Montas wound up allowing five runs on seven hits -- including a pair of home runs -- while only getting two outs in the game-changing fourth inning, and the A’s never recovered as Houston hammered its way to a 3-1 series victory.
The outcome was in many ways a microcosm of both Montas’ season and the season-ending series.
The 27-year-old began the season as Oakland’s Opening Day starter and went 2-1 with a 1.57 ERA in his first four outings, but he went 1-5 with a 9.09 ERA in his final eight starts, including Thursday’s finale.
That same strong start and sour ending played out for the A’s over and over against the Astros, as Oakland never managed to get any length or shutdown innings from its rotation.
None of Oakland’s four starters went longer than 4 1/3 innings as Chris Bassitt, Sean Manaea, Jesús Luzardo and Montas combined to go 0-2 with an 8.82 ERA while giving up 26 hits -- including eight homers -- in 16 1/3 frames against the Astros.
Manager Bob Melvin noted that part of the shorter starts had to do with wanting to lean on his team’s outstanding bullpen, though obviously the results weren’t what they were looking for on either end.
“I think in the postseason, you tend to go to your bullpen a little bit earlier when you have a strength,” Melvin said. “We just couldn't hold them down in any facet as far as the pitching went.

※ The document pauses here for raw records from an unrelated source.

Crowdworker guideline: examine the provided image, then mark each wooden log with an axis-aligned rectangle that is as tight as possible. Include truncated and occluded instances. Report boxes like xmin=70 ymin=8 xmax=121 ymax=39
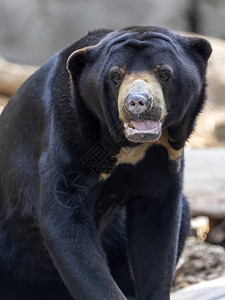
xmin=171 ymin=276 xmax=225 ymax=300
xmin=0 ymin=58 xmax=37 ymax=96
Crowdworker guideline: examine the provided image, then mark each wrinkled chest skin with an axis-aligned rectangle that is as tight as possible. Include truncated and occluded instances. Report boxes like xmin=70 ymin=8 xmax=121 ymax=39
xmin=0 ymin=26 xmax=212 ymax=300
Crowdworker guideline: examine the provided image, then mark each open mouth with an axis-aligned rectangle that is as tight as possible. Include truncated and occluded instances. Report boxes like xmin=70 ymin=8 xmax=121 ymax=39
xmin=123 ymin=119 xmax=162 ymax=142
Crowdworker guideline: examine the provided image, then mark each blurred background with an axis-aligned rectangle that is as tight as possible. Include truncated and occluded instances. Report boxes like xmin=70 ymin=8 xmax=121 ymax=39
xmin=0 ymin=0 xmax=225 ymax=65
xmin=0 ymin=0 xmax=225 ymax=300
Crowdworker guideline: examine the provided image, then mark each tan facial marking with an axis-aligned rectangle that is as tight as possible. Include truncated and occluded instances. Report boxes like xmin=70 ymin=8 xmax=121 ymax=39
xmin=118 ymin=72 xmax=166 ymax=122
xmin=116 ymin=129 xmax=183 ymax=165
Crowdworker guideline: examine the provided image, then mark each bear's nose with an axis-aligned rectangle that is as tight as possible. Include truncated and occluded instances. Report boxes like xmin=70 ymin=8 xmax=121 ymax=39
xmin=124 ymin=93 xmax=152 ymax=115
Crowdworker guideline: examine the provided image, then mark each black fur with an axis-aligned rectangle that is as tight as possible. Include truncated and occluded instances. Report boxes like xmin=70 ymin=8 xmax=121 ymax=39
xmin=0 ymin=27 xmax=211 ymax=300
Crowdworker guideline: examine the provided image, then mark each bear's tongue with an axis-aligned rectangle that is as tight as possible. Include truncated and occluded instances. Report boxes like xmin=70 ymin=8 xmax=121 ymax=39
xmin=128 ymin=120 xmax=161 ymax=131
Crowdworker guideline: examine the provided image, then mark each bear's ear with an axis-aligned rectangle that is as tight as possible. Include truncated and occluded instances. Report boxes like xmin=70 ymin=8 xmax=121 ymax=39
xmin=67 ymin=46 xmax=93 ymax=77
xmin=190 ymin=37 xmax=212 ymax=61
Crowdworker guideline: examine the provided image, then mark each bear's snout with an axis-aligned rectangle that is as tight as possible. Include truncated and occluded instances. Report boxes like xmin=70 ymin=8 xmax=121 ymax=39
xmin=124 ymin=92 xmax=152 ymax=116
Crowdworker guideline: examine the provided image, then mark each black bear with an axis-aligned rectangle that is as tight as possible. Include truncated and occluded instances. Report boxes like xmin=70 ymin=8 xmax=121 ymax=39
xmin=0 ymin=27 xmax=211 ymax=300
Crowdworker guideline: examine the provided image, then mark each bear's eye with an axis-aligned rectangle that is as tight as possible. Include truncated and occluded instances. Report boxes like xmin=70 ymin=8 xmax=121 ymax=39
xmin=159 ymin=70 xmax=171 ymax=82
xmin=110 ymin=67 xmax=122 ymax=85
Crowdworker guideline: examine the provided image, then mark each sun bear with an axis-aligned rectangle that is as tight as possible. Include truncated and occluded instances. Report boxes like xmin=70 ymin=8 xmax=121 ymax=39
xmin=0 ymin=27 xmax=212 ymax=300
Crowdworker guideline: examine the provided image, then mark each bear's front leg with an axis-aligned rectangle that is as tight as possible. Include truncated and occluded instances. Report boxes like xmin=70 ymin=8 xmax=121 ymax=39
xmin=40 ymin=161 xmax=126 ymax=300
xmin=127 ymin=191 xmax=181 ymax=300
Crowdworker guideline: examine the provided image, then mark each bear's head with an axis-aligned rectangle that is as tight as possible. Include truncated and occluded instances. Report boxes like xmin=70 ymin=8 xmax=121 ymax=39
xmin=67 ymin=27 xmax=212 ymax=148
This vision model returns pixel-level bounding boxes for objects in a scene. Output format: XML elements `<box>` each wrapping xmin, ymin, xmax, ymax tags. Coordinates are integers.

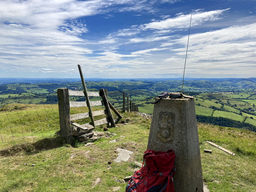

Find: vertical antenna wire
<box><xmin>181</xmin><ymin>13</ymin><xmax>192</xmax><ymax>93</ymax></box>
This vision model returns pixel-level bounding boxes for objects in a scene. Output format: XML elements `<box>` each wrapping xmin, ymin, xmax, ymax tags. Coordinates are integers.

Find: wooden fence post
<box><xmin>123</xmin><ymin>92</ymin><xmax>125</xmax><ymax>112</ymax></box>
<box><xmin>100</xmin><ymin>89</ymin><xmax>116</xmax><ymax>127</ymax></box>
<box><xmin>57</xmin><ymin>89</ymin><xmax>72</xmax><ymax>143</ymax></box>
<box><xmin>78</xmin><ymin>65</ymin><xmax>95</xmax><ymax>128</ymax></box>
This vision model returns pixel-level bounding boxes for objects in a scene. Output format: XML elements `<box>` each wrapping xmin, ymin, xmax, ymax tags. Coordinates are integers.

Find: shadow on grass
<box><xmin>0</xmin><ymin>137</ymin><xmax>66</xmax><ymax>156</ymax></box>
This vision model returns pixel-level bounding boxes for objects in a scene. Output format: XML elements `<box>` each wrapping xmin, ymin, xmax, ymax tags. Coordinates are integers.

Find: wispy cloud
<box><xmin>144</xmin><ymin>9</ymin><xmax>228</xmax><ymax>30</ymax></box>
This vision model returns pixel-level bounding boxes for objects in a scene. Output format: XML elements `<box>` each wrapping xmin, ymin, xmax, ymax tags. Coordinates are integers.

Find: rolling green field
<box><xmin>0</xmin><ymin>104</ymin><xmax>256</xmax><ymax>192</ymax></box>
<box><xmin>0</xmin><ymin>78</ymin><xmax>256</xmax><ymax>131</ymax></box>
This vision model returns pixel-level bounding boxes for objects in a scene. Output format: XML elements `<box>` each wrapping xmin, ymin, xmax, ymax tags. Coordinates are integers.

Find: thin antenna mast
<box><xmin>181</xmin><ymin>13</ymin><xmax>192</xmax><ymax>93</ymax></box>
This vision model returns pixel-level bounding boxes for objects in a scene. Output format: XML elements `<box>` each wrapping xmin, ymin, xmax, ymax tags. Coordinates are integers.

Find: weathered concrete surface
<box><xmin>114</xmin><ymin>148</ymin><xmax>133</xmax><ymax>163</ymax></box>
<box><xmin>148</xmin><ymin>98</ymin><xmax>203</xmax><ymax>192</ymax></box>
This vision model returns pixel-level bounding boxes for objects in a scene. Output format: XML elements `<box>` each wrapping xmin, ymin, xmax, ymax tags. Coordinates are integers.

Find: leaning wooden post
<box><xmin>108</xmin><ymin>102</ymin><xmax>123</xmax><ymax>123</ymax></box>
<box><xmin>123</xmin><ymin>92</ymin><xmax>125</xmax><ymax>112</ymax></box>
<box><xmin>100</xmin><ymin>89</ymin><xmax>116</xmax><ymax>127</ymax></box>
<box><xmin>57</xmin><ymin>89</ymin><xmax>72</xmax><ymax>143</ymax></box>
<box><xmin>148</xmin><ymin>96</ymin><xmax>203</xmax><ymax>192</ymax></box>
<box><xmin>78</xmin><ymin>65</ymin><xmax>95</xmax><ymax>128</ymax></box>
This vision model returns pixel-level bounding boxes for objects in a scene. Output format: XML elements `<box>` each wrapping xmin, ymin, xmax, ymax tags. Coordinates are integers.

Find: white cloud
<box><xmin>144</xmin><ymin>9</ymin><xmax>228</xmax><ymax>30</ymax></box>
<box><xmin>130</xmin><ymin>36</ymin><xmax>170</xmax><ymax>43</ymax></box>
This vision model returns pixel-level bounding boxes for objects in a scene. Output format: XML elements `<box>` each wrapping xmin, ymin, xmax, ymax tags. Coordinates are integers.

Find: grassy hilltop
<box><xmin>0</xmin><ymin>104</ymin><xmax>256</xmax><ymax>192</ymax></box>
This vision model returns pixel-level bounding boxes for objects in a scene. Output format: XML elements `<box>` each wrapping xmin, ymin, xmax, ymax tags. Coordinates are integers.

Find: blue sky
<box><xmin>0</xmin><ymin>0</ymin><xmax>256</xmax><ymax>78</ymax></box>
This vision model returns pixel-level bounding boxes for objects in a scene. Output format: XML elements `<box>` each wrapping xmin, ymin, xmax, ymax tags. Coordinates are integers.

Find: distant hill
<box><xmin>0</xmin><ymin>104</ymin><xmax>256</xmax><ymax>192</ymax></box>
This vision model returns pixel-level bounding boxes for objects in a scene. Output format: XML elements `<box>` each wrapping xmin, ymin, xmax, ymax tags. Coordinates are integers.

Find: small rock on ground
<box><xmin>114</xmin><ymin>148</ymin><xmax>133</xmax><ymax>163</ymax></box>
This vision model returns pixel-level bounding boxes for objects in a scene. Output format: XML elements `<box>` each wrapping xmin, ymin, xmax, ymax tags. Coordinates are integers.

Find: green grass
<box><xmin>243</xmin><ymin>100</ymin><xmax>256</xmax><ymax>105</ymax></box>
<box><xmin>213</xmin><ymin>110</ymin><xmax>244</xmax><ymax>122</ymax></box>
<box><xmin>139</xmin><ymin>104</ymin><xmax>154</xmax><ymax>114</ymax></box>
<box><xmin>0</xmin><ymin>105</ymin><xmax>256</xmax><ymax>192</ymax></box>
<box><xmin>196</xmin><ymin>105</ymin><xmax>213</xmax><ymax>116</ymax></box>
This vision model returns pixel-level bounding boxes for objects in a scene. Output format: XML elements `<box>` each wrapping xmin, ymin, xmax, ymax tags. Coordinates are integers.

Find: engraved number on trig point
<box><xmin>157</xmin><ymin>112</ymin><xmax>175</xmax><ymax>143</ymax></box>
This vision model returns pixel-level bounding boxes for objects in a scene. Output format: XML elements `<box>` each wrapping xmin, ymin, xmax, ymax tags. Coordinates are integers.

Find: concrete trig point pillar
<box><xmin>148</xmin><ymin>94</ymin><xmax>203</xmax><ymax>192</ymax></box>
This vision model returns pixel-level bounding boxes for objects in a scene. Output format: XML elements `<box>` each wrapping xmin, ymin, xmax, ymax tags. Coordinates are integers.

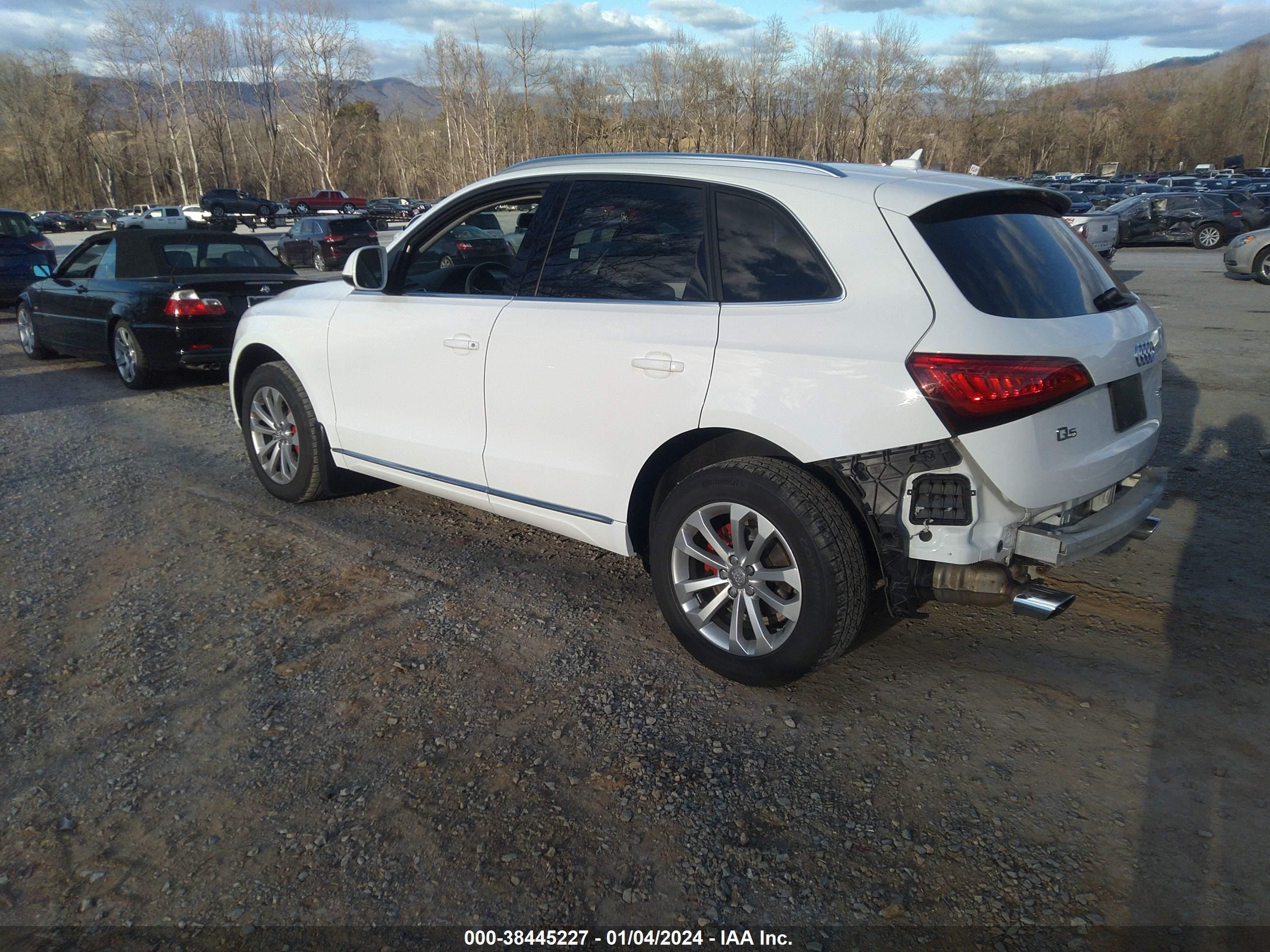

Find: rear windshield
<box><xmin>913</xmin><ymin>193</ymin><xmax>1137</xmax><ymax>317</ymax></box>
<box><xmin>0</xmin><ymin>212</ymin><xmax>39</xmax><ymax>238</ymax></box>
<box><xmin>330</xmin><ymin>218</ymin><xmax>375</xmax><ymax>235</ymax></box>
<box><xmin>160</xmin><ymin>238</ymin><xmax>290</xmax><ymax>272</ymax></box>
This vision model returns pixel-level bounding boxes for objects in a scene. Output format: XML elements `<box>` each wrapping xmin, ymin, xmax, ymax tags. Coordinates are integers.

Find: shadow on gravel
<box><xmin>1129</xmin><ymin>363</ymin><xmax>1270</xmax><ymax>934</ymax></box>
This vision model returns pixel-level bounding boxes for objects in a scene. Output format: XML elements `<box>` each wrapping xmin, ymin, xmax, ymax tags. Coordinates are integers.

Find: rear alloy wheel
<box><xmin>111</xmin><ymin>321</ymin><xmax>155</xmax><ymax>390</ymax></box>
<box><xmin>1252</xmin><ymin>246</ymin><xmax>1270</xmax><ymax>285</ymax></box>
<box><xmin>1193</xmin><ymin>223</ymin><xmax>1222</xmax><ymax>251</ymax></box>
<box><xmin>649</xmin><ymin>457</ymin><xmax>869</xmax><ymax>684</ymax></box>
<box><xmin>240</xmin><ymin>360</ymin><xmax>326</xmax><ymax>502</ymax></box>
<box><xmin>18</xmin><ymin>303</ymin><xmax>53</xmax><ymax>360</ymax></box>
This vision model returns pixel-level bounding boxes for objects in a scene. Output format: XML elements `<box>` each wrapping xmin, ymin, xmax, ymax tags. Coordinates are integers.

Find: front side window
<box><xmin>715</xmin><ymin>191</ymin><xmax>841</xmax><ymax>303</ymax></box>
<box><xmin>93</xmin><ymin>238</ymin><xmax>117</xmax><ymax>281</ymax></box>
<box><xmin>537</xmin><ymin>180</ymin><xmax>710</xmax><ymax>301</ymax></box>
<box><xmin>912</xmin><ymin>193</ymin><xmax>1137</xmax><ymax>319</ymax></box>
<box><xmin>401</xmin><ymin>194</ymin><xmax>541</xmax><ymax>294</ymax></box>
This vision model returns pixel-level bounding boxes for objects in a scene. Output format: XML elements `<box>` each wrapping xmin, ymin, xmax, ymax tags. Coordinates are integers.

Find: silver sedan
<box><xmin>1222</xmin><ymin>229</ymin><xmax>1270</xmax><ymax>285</ymax></box>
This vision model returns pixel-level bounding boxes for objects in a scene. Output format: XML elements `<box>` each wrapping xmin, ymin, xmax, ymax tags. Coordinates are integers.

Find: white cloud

We had some stretches where we did, but nothing sustained through nine innings. That's why they won the series.”
Montas, who pitched two innings of relief in the AL Wild Card Series against the White Sox, came out hot and was hitting 99-100 mph with his fastball as he zipped through the first three innings with just one hit.
But in the fourth, the right-hander lost command of his slider and the Astros began timing him up. After a leadoff walk to Jose Altuve, Michael Brantley drove a 3-1 sinker over the fence in right-center. Alex Bregman and Kyle Tucker followed with singles before Carlos Correa unloaded on a 2-1 slider for a three-run, 427-foot blast.
After allowing just two hard-hit balls (95-plus mph exit velocity) in the first three frames, Montas gave up five in the fourth and was finally lifted by Melvin after two more base hits.
Montas wasn’t one of the Athletics’ players made available postgame, but teammate Ramón Laureano summed up his friend’s outing as best he could.
“He was throwing good, but the game got a little out of hand,” Laureano said. “I know he gave all he has. It’s tough. It’s just tough.”
Even including the three starts in the 2-1 Wild Card Series win over the White Sox, Oakland’s starters only went longer than 4 1/3 innings once in their seven postseason games and finished with a 1-3 record and a 6.67 ERA, with opposing batters hitting .347.